Special Risks

Gold’s Special Risks

All investments come with risks and rewards, gold included. “In many ways, gold IRAs have the same risks as any investment,” says Moy. “The price of gold can go up or down and have volatility. No one can accurately predict its future.”

But despite the risk, Moy says there is a reason to invest some of your retirement funds in the yellow stuff. “Gold has a 5,000-year history of being a store of value,” says Moy. “Stocks can go to zero [causing havoc to companies], as we’ve seen with Lehman Brothers, bonds can default as they did in Argentina or get big haircuts as in Greece. The value of the dollar has steadily gone down [at certain periods]. But gold will never be worth zero.”

If the price of gold does dip, Moy says that likely means your paper assets will be doing well. So, if your portfolio is balanced with gold and paper-based investments, a loss on the gold side will be balanced by the gain experienced by other assets. “Many of these risks exist for traditional IRAs, too. And traditional IRAs have risks that gold IRAs do not have,” he adds.

However, there are also some risks specific to investing in physical gold. Any physical commodity is subject to theft. Someone could break into the depository where your gold is being stored.

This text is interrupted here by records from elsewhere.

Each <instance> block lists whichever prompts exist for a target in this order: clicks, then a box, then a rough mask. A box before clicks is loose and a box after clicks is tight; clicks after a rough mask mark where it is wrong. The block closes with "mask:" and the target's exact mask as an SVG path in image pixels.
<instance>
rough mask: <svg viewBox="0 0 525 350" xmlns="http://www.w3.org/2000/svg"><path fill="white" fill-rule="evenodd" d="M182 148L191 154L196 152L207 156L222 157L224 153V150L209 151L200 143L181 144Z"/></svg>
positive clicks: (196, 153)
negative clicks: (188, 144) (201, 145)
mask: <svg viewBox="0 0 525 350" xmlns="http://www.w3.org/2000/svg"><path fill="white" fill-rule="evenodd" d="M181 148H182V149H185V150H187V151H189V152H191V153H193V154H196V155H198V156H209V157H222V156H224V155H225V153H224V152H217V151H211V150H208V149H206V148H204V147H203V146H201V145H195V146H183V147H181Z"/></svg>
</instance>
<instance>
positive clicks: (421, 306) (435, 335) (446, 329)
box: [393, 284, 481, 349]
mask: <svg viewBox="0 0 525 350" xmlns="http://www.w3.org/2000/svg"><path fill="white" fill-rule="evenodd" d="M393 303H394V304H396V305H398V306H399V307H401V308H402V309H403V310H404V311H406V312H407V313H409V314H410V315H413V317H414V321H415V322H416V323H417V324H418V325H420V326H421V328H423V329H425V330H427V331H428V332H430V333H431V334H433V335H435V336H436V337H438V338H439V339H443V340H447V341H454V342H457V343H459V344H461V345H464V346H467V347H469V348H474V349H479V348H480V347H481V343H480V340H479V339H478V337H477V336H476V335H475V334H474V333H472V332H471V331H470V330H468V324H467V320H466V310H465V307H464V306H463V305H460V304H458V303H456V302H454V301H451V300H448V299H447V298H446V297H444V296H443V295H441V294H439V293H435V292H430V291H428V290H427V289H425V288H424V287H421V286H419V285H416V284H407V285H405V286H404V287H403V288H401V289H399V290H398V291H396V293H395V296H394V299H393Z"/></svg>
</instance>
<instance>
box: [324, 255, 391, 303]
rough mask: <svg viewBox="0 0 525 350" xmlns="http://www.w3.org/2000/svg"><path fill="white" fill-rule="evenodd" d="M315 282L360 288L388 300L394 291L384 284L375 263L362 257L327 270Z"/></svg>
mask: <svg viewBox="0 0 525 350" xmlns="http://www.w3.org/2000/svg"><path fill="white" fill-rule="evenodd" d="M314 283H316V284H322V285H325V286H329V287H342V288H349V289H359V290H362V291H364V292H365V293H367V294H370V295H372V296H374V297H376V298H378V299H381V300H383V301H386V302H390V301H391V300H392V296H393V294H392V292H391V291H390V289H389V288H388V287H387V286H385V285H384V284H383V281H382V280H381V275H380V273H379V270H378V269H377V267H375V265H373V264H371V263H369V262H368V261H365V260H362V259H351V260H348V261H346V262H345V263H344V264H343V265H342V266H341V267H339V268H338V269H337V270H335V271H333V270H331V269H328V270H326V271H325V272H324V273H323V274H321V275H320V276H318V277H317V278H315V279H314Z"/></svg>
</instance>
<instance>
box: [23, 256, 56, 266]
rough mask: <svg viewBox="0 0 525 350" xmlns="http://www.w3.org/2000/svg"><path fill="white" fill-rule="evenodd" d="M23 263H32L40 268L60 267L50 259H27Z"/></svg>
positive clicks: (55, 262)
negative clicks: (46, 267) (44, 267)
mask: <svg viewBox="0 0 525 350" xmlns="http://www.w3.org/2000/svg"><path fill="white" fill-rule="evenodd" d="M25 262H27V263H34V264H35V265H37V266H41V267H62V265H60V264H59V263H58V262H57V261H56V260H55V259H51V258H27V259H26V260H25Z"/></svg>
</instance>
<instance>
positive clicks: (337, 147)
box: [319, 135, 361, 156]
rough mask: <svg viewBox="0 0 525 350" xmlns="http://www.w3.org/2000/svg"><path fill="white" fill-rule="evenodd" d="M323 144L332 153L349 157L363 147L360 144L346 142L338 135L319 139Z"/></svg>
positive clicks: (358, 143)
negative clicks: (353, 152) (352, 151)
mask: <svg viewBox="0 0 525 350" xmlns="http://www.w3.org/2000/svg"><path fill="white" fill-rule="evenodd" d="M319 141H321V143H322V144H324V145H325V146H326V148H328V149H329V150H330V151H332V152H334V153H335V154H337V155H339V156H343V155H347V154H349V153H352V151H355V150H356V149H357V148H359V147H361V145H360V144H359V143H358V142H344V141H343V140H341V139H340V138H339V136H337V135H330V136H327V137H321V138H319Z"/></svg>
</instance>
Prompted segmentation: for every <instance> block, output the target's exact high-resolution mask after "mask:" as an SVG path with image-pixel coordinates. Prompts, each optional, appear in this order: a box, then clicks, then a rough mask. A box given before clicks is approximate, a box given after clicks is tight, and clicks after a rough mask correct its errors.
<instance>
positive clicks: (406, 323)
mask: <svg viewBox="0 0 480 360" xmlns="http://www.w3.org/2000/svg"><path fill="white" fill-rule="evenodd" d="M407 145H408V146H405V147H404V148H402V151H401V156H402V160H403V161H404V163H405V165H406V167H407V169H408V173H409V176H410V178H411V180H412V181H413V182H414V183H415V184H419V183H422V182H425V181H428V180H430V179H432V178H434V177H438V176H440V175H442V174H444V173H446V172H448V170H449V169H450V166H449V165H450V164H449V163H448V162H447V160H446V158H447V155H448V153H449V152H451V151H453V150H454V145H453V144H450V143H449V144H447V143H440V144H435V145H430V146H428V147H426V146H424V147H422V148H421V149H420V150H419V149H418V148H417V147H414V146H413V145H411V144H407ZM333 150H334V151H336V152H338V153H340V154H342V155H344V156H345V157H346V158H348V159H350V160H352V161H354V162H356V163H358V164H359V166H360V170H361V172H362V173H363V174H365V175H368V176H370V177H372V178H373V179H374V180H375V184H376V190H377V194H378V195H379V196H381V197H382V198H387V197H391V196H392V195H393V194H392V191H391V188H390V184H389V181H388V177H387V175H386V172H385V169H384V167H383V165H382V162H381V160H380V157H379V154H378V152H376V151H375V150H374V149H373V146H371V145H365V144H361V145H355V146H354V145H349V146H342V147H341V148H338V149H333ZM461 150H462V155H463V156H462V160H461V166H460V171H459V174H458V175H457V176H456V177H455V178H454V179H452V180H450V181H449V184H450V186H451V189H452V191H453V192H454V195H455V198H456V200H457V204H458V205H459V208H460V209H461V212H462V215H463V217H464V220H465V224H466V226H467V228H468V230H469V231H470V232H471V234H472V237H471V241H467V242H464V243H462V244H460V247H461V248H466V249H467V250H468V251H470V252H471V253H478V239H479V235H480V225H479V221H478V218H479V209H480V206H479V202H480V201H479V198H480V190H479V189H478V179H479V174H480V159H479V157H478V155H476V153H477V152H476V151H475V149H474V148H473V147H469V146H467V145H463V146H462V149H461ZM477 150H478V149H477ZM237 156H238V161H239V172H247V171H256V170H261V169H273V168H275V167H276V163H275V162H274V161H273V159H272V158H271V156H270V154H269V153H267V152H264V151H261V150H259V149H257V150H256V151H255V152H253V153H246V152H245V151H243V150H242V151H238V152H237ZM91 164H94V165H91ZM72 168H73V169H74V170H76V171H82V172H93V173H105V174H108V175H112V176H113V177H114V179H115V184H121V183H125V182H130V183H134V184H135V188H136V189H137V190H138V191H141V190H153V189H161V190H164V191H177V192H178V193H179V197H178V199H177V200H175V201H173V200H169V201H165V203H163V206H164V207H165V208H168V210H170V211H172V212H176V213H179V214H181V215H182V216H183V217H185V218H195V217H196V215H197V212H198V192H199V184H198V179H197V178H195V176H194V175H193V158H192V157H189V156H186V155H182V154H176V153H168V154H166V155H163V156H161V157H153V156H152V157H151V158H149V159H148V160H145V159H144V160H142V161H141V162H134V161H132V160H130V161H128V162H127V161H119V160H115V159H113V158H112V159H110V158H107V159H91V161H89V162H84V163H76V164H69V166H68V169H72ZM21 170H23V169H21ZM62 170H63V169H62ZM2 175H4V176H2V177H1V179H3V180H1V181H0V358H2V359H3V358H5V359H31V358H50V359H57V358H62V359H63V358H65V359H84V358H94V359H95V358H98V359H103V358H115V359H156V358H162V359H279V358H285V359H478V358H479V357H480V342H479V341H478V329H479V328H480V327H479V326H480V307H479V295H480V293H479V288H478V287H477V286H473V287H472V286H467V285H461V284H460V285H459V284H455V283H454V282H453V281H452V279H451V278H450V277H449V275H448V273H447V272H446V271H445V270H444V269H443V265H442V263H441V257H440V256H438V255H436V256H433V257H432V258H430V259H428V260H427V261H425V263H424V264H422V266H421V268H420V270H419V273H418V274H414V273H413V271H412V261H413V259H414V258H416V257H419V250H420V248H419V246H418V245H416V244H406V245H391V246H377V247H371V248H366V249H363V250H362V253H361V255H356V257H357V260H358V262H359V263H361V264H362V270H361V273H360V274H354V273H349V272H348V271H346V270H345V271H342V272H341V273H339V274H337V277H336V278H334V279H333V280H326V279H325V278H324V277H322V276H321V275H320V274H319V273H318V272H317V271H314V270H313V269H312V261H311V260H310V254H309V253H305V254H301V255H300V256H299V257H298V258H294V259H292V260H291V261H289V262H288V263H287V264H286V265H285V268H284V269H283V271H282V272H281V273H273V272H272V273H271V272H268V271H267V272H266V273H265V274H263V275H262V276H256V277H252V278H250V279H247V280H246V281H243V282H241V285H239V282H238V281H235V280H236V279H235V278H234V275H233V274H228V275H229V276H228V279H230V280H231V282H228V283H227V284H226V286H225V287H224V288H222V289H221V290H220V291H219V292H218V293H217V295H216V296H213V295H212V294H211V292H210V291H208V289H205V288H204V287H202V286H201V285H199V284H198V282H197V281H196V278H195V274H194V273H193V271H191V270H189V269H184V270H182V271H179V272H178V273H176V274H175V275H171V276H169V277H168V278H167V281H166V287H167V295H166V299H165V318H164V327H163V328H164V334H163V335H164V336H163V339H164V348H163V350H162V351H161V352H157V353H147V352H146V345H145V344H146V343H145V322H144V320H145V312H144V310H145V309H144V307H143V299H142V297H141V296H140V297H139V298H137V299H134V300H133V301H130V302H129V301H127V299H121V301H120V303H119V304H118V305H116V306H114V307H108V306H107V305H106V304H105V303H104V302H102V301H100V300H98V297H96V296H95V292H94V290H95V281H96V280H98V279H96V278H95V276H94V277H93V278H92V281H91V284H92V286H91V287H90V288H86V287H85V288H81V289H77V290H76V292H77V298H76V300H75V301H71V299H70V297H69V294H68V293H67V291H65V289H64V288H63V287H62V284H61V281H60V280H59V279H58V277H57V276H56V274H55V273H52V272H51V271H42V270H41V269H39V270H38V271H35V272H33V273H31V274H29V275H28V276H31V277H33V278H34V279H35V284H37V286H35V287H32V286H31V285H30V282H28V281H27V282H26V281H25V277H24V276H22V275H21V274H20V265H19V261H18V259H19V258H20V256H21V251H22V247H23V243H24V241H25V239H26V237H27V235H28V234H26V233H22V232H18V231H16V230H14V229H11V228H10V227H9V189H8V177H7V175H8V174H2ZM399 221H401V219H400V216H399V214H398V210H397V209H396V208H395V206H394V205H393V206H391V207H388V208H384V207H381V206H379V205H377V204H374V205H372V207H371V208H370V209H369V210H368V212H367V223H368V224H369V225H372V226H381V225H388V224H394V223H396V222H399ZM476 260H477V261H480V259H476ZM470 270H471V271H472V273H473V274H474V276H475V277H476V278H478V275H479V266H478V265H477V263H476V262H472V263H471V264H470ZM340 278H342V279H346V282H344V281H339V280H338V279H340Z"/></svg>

However, to qualify for gold IRAs, depositories are required to be insured, which would protect your investment as long as your account doesn’t exceed the custodian’s stated value on accounts,

“There are also untrustworthy custodians who might steal from their customers’ accounts or commit fraud by selling your precious metals that they do not have nor are planning to buy,” says Moy. “These risks can be mitigated by choosing a custodian that ensures the financial transaction.